Darkwood is a lot stranger than I expected. I was drawn to it by the promise of no jump scares – I wondered whether a horror game really could resist the urge to suddenly surprise me, and if it couldn’t, how it could scare me. It also happened to be Halloween so I wanted to be scared, and Darkwood had just arrived on PS5, so the um, pumpkins aligned.
Darkwood
- Developer: Acid Wizard Games / Crunching Koalas (PS5)
- Publisher: Acid Wizard Games
- Platform: Played on PS5
- Availability: Released 2017 on PC, and 28th October 2022 on PS5
But now I feel misled. Not because Darkwood isn’t scary, or because it uses jump scares – it has surprised me a few times (maybe there’s no getting away from this in horror), though not enough to suggest it leans on this as a scare tactic. But because reducing Darkwood to a conversation about scares misses so much of what I think it’s about.
Darkwood is deep – surprisingly so. It’s surprising because the top-down, retro presentation – it’s quite like Hotline Miami but without the lurid colours – and the base-defence set-up make it feel quite simple. You’ve played this kind of game a million times before. Find wood to barricade windows. Find fuel to power a generator. Craft things. Keep the lights on, keep the enemies away at night.

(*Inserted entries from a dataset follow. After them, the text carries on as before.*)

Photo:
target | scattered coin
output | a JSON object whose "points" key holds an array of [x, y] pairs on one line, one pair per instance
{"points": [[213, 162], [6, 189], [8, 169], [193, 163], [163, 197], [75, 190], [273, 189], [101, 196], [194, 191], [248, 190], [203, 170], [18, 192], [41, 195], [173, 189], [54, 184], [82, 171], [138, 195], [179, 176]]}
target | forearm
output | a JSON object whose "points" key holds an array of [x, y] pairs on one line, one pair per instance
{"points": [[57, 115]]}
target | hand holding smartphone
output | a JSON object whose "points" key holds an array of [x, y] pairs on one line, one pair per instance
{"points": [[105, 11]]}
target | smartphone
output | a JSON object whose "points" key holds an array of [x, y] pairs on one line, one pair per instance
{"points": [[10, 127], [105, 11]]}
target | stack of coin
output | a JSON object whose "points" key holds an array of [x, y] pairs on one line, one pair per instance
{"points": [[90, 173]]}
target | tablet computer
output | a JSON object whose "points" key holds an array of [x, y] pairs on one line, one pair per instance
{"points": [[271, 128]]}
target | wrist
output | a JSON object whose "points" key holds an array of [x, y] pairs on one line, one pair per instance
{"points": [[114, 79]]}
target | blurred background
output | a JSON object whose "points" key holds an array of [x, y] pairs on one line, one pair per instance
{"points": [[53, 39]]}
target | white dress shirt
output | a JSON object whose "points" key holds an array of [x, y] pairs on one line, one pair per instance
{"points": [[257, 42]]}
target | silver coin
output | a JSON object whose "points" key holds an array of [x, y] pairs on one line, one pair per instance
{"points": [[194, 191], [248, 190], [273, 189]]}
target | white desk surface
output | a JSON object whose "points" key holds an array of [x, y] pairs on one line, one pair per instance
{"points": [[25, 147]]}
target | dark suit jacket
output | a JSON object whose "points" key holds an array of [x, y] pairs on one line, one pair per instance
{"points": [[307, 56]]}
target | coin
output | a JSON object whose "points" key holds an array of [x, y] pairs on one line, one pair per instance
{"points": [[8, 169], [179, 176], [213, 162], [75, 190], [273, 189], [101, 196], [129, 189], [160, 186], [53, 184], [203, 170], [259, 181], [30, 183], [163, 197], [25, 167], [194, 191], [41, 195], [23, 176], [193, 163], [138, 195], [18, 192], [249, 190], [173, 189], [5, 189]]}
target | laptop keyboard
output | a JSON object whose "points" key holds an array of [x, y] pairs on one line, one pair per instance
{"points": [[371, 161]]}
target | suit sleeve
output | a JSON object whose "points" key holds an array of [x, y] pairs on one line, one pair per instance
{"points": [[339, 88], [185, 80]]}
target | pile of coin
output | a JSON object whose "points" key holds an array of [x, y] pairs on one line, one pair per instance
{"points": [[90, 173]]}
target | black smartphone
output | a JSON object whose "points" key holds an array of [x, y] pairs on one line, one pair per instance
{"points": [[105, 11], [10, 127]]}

But it’s what’s underneath, and what starts to emerge in time, that makes Darkwood so much more. Take the tutorial, for instance. It’s not what you expect. You’re some bloke trapped in a cabin in the woods, and as you explore the cabin, you find cages, but you can’t clearly see what’s going on because the lights are dim – the game loves playing around with light. It all feels slightly wrong and ominous. Then a stranger arrives and you capture him.